Strebeigh does not claim to have written a completed history. In fact, his closing chapters serve as an ardent reminder that the movement is not over. He calls on readers to "vote for equality," urging a new consciousness in which women's issues are treated - contrary to Rehnquist's protestations - as "important national interests." "Equal" does a great service for this cause. In bringing to life the day-to-day realities of the women's rights struggle, the book reminds us that its days continue, that the zigzagging path has yet to reach its end, if such an end can be imagined.
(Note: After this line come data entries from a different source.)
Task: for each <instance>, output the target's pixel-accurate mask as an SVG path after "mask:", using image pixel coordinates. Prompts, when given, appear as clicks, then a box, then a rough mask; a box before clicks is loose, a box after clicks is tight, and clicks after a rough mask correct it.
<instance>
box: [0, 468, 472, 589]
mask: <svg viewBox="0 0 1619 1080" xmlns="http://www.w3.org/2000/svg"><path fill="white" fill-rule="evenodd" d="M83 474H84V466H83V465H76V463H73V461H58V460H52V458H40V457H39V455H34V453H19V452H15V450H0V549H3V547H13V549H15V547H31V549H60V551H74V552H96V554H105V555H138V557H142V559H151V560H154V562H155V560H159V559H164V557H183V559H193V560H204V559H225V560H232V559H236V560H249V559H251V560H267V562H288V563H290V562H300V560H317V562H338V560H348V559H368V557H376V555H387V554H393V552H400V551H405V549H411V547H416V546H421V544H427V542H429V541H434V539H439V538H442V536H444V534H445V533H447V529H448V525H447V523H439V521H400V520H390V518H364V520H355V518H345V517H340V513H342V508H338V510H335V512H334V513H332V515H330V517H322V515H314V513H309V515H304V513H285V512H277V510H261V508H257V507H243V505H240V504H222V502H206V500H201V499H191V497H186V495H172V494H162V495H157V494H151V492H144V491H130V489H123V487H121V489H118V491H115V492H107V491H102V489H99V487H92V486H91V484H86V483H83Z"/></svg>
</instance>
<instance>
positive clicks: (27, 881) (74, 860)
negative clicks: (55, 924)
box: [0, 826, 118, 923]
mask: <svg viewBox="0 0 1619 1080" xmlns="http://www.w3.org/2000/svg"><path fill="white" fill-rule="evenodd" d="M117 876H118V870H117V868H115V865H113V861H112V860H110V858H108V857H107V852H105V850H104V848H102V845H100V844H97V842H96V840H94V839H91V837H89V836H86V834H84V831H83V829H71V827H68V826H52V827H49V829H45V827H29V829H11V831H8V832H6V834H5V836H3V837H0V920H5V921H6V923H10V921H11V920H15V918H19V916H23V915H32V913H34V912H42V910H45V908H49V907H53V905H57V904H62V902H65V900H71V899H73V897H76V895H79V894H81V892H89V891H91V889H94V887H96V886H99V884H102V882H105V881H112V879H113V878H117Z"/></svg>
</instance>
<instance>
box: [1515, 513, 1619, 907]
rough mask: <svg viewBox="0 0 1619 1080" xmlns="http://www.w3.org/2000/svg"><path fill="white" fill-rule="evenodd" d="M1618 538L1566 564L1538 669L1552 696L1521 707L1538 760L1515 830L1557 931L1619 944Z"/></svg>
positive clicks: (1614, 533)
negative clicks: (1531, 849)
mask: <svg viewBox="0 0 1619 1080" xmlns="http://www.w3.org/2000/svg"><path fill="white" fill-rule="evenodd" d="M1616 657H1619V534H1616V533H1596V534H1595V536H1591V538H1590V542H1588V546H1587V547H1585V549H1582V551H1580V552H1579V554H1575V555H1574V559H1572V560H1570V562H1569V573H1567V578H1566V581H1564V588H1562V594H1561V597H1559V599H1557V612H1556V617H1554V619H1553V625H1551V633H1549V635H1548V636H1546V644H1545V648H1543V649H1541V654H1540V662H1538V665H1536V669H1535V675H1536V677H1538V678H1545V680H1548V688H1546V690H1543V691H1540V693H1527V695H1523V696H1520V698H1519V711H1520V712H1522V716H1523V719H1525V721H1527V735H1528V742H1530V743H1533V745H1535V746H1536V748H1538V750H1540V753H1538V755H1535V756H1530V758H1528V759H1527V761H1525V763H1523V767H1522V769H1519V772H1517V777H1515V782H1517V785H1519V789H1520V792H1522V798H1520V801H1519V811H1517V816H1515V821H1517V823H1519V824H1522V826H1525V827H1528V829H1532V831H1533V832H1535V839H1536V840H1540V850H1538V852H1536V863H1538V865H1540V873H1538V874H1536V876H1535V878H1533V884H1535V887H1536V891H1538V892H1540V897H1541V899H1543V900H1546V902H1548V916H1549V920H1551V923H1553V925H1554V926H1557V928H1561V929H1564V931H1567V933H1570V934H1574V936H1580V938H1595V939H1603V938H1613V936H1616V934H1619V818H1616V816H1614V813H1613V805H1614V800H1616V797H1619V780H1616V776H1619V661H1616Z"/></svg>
Hope lies in the second half of the book's title: "Women Reshape American Law." As Strebeigh conveys it, American law is pliable. It is not simply a series of echoes of 18th-century precedent. American law has the potential to be interactive, subject to imagination and innovation, susceptible to new voices and old suffering. In his last chapter, Strebeigh quotes a dissent by Ruth Bader Ginsburg in a 2007 abortion case, in which she charged Justice Kennedy with supporting "ancient notions" of how women should be viewed under the Constitution. Bolstered by the examples set forth in "Equal," we can move forward in this young century with the knowledge that "ancient notions" need not prevail.